Dall’altro, tutta la sinistra, persino parte della destra (l’Udf centrista darà battaglia all’Assemblea accanto a Ps e Pcf), i sindacati, le organizzazioni studentesche. Il governo ha precipitato i tempi, anticipando la discussione di una settimana. I giovani hanno reagito con tempismo: il 7 febbraio ci sarà un movimento nazionale, con manifestazioni di protesta in tutte le città, ma già ieri un primo corteo di varie migliaia di giovani, con in testa la Cgt e le organizzazioni studentesche, è sceso in campo a Parigi per dire «no» al Cpe. «Giovane e gettabile», «Cpe, un insulto per i giovani», erano gli slogan più diffusi. La mobilitazione è stata organizzata non solo attraverso assemblee nelle università, ma soprattutto via Internet.
La battaglia è importante: i sindacati temono, difatti, che dopo aver fatto passare il Cne, con il Cpe il governo faccia un passo decisivo verso il «contratto unico», una vecchia richiesta del Medef (la Confindustria francese), che significherebbe un azzeramento del diritto del lavoro esistente, per arrivare a un sistema di precarizzazione generalizzata, con tutti i dipendenti sottoposti al regime dei due anni di «prova». durante i quali potranno essere licenziati senza giustificazione. Lo scontro è anche importante sul piano politico. «Prefigura quello del 2007», dicono al Partito socialista: da un lato la destra liberista e dall’altro la sinistra che vuole «rendere sicuro» il percorso lavorativo, malgrado il periodo di crisi e di forte disoccupazione. In questo contesto, le differenze tra il primo ministro Dominique de Villepin, che ha finora cercato di dare un’immagine di sé più «sociale», e il ministro degli interni, Nicolas Sarkozy, che promuove la «rottura» con il modello tradizionale francese, si sono azzerate.
Malgrado la forte reazione di sindacati e organizzazioni studentesche, l’esito della battaglia è incerto. La prova del nove verrà dalla mobilitazione del 7 febbraio (che cade però in piene vacanze d’inverno nelle scuole e università parigine). Nel `94, un analogo tentativo di imporre un contratto atipico per i giovani (il Cip), dell’allora governo Balladur, era fallito grazie a una forte mobilitazione dei giovani.
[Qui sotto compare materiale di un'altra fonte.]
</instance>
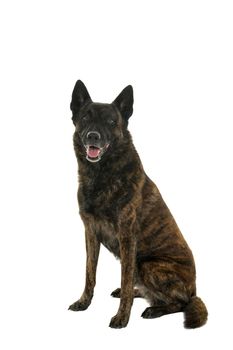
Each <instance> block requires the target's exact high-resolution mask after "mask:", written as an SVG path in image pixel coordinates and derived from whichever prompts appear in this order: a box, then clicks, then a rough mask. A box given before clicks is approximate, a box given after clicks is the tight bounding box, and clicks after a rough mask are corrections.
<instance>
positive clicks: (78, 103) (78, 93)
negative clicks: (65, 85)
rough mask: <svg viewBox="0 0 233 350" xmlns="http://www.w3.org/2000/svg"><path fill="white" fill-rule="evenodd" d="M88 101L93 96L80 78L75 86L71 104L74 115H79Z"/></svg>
mask: <svg viewBox="0 0 233 350" xmlns="http://www.w3.org/2000/svg"><path fill="white" fill-rule="evenodd" d="M88 101H91V98H90V95H89V93H88V91H87V88H86V86H85V85H84V84H83V82H82V81H81V80H78V81H77V82H76V84H75V86H74V90H73V93H72V99H71V104H70V109H71V110H72V112H73V116H74V114H75V115H77V114H78V113H79V111H80V108H81V107H82V106H84V105H85V104H86V103H87V102H88Z"/></svg>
Il governo crede però di avere questa volta dalla sua due elementi: gli ultimi dati sulla disoccupazione rilevano un leggero calo, per il nono mese consecutivo (126.800 disoccupati in meno, ma ne restano 2.310.600), mentre un sondaggio sostiene che i giovani sarebbero in maggioranza favorevoli al Cpe, perché talmente colpiti dal precariato e dalla disoccupazione da essere disposti a «provare» un’altra strada.
La battaglia tra destra e sinistra passa anche attraverso l’informazione della popolazione, con il governo che promette un’apertura del mondo del lavoro e l’opposizione che mette in guardia contro la precarizzazione generale.